Jesus was praying in a certain place, and when he had finished, one of his disciples said to him, “Lord, teach us to pray just as John taught his disciples.”  He said to them, “When you pray, say: Father, hallowed be your name, your kingdom come. Give us each day our daily bread and forgive us our sins for we ourselves forgive everyone in debt to us, and do not subject us to the final test.” 
· Matthew gives us a slightly longer version of the Our Father in the Sermon on the Mount. (Mt.6:9-15). Read and compare the two.
· In the prayer Jesus stresses the Fatherhood of God and his due. He also reminds us that God is the source of our sustenance, the source of forgiveness and the source of protection and deliverance in the time of trials.
· As you pray the Our Father slowly reflect on the phrases you are saying and explore what each means to you.
· Luke gives us two petitions that relate to who God is and three petitions that impact our relationship to God.

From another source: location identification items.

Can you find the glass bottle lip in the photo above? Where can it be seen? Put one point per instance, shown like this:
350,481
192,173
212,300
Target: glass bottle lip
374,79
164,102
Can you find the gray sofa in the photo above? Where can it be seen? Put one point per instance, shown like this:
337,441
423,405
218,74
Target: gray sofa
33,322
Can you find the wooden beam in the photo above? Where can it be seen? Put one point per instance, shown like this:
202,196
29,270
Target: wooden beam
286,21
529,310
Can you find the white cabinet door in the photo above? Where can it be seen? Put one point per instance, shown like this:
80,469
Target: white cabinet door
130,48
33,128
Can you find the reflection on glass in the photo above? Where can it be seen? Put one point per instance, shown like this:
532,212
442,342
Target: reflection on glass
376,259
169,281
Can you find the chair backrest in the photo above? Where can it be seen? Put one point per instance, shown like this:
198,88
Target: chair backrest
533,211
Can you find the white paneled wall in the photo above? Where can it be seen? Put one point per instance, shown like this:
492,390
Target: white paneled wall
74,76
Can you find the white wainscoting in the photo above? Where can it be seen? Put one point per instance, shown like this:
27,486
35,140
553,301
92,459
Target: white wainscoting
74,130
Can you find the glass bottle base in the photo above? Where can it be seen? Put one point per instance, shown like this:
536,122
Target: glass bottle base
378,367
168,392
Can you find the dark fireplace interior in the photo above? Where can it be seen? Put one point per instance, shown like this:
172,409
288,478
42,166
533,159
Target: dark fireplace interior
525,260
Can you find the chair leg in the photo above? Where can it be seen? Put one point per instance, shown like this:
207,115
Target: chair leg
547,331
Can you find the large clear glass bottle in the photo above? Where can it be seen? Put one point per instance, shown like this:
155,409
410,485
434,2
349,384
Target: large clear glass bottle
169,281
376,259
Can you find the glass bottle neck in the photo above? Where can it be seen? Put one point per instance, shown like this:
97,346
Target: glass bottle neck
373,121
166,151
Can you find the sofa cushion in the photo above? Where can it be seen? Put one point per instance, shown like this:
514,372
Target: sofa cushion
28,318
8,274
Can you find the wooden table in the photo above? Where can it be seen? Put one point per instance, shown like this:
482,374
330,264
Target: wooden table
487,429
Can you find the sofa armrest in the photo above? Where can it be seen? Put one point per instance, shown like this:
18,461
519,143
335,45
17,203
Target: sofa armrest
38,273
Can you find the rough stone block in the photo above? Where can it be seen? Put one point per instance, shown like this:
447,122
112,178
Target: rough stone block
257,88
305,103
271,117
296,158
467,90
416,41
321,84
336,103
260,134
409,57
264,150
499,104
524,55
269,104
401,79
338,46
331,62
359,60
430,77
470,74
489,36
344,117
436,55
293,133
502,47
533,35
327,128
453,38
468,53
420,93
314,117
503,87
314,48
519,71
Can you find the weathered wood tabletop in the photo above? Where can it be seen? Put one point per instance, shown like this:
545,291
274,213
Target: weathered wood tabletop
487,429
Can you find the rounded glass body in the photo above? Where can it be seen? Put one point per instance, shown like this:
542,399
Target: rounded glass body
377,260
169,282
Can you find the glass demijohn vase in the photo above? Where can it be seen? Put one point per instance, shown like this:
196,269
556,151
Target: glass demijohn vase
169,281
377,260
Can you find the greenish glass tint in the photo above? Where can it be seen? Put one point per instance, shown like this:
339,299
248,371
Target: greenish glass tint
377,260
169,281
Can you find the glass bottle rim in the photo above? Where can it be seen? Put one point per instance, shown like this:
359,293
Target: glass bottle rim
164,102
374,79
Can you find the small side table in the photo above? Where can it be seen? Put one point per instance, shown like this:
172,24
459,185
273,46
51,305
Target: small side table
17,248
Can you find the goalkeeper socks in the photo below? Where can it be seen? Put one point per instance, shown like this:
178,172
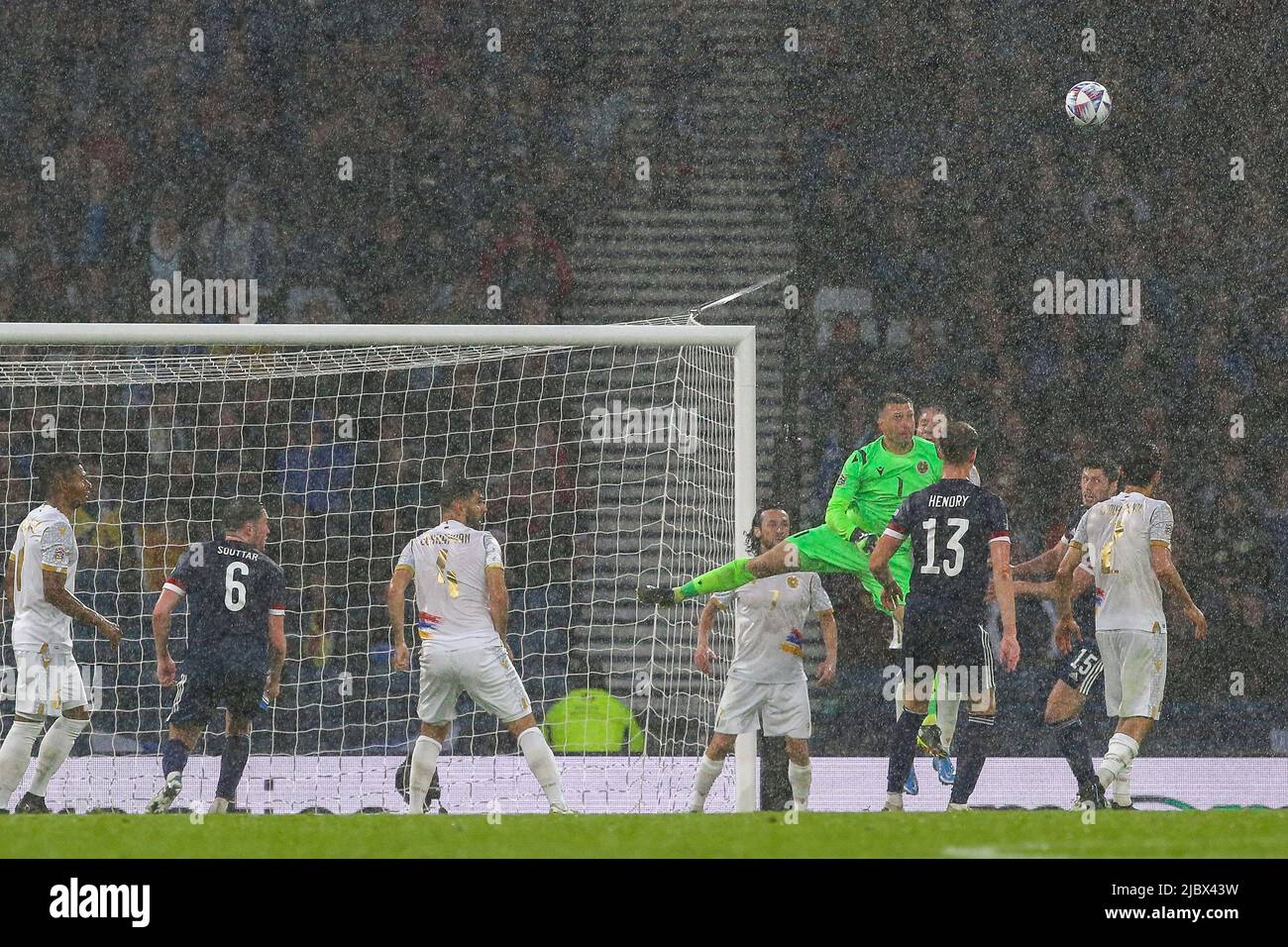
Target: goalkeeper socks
973,750
707,772
424,758
1072,741
541,762
903,748
800,779
54,750
174,758
1122,751
16,754
725,578
232,766
1122,787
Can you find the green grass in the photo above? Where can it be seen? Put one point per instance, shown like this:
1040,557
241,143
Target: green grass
1047,834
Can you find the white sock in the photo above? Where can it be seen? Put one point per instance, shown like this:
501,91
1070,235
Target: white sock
945,712
1122,751
541,762
707,772
16,754
1122,787
800,779
54,750
424,758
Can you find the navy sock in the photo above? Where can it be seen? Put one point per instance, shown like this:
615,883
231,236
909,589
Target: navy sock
1072,741
174,757
974,744
903,748
231,767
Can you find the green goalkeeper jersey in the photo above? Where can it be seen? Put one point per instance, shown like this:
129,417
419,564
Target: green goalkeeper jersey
874,482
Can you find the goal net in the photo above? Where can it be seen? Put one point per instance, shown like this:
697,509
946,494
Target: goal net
612,455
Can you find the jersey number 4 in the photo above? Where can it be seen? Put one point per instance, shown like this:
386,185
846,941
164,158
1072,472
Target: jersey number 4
954,547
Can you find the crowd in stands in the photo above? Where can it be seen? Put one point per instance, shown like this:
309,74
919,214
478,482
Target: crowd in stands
930,286
366,162
472,167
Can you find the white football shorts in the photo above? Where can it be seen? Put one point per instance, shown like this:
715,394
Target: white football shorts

And he said to them, “Suppose one of you has a friend to whom he goes at midnight and says, ‘Friend, lend me three loaves of bread, for a friend of mine has arrived at my house from a journey and I have nothing to offer him,’ and he says in reply from within, ‘Do not bother me; the door has already been locked and my children and I are already in bed.  I cannot get up to give you anything.’ I tell you, if he does not get up to give the visitor the loaves because of their friendship, he will get up to give him whatever he needs because of his persistence. 
· Not only does Jesus share his own prayer with the apostles, but he teaches them the need to persevere in prayer. This perseverance is not only in asking again and again but coming back to God again and again. Perseverance of presence as well as need.
· This persistency is based on a conviction of trust in the love of the person of God.
· How much time do we spend in prayer before the Lord?

“And I tell you, ask and you will receive; seek and you will find; knock and the door will be opened to you.  For everyone who asks, receives; and the one who seeks, finds; and to the one who knocks, the door will be opened
· There is a sense of certainty that God will respond. Maybe not the way we desire, but in a way that is good for us.

What father among you would hand his son a snake when he asks for a fish?  Or hand him a scorpion when he asks for an egg?  If you then, who are wicked, know how to give good gifts to your children, how much more will the Father in heaven give the Holy Spirit to those who ask him?”
· That persistency and certainty in prayer are based on the person of God, who is Father, and on the love of God for his own.
· The person and work of the Holy Spirit are important themes in Luke’s Gospel.
· The person of the Holy Spirit is the perfect love between the Father and the Son and is the greatest gift God desires to give to us, namely himself. When the Father loves the Son and the Son the Father, they are giving of their total self one to the other, that is the Holy Spirit. The same is true with God to us.
· How are we to receive this gift? Pray and ask God to pour out his Spirit in a fresh new way into our lives. Pray with the assurance of certitude in the love God has for you.
· What does this passage say to you about your prayer life? What does it say about your relationship to the Holy Spirit?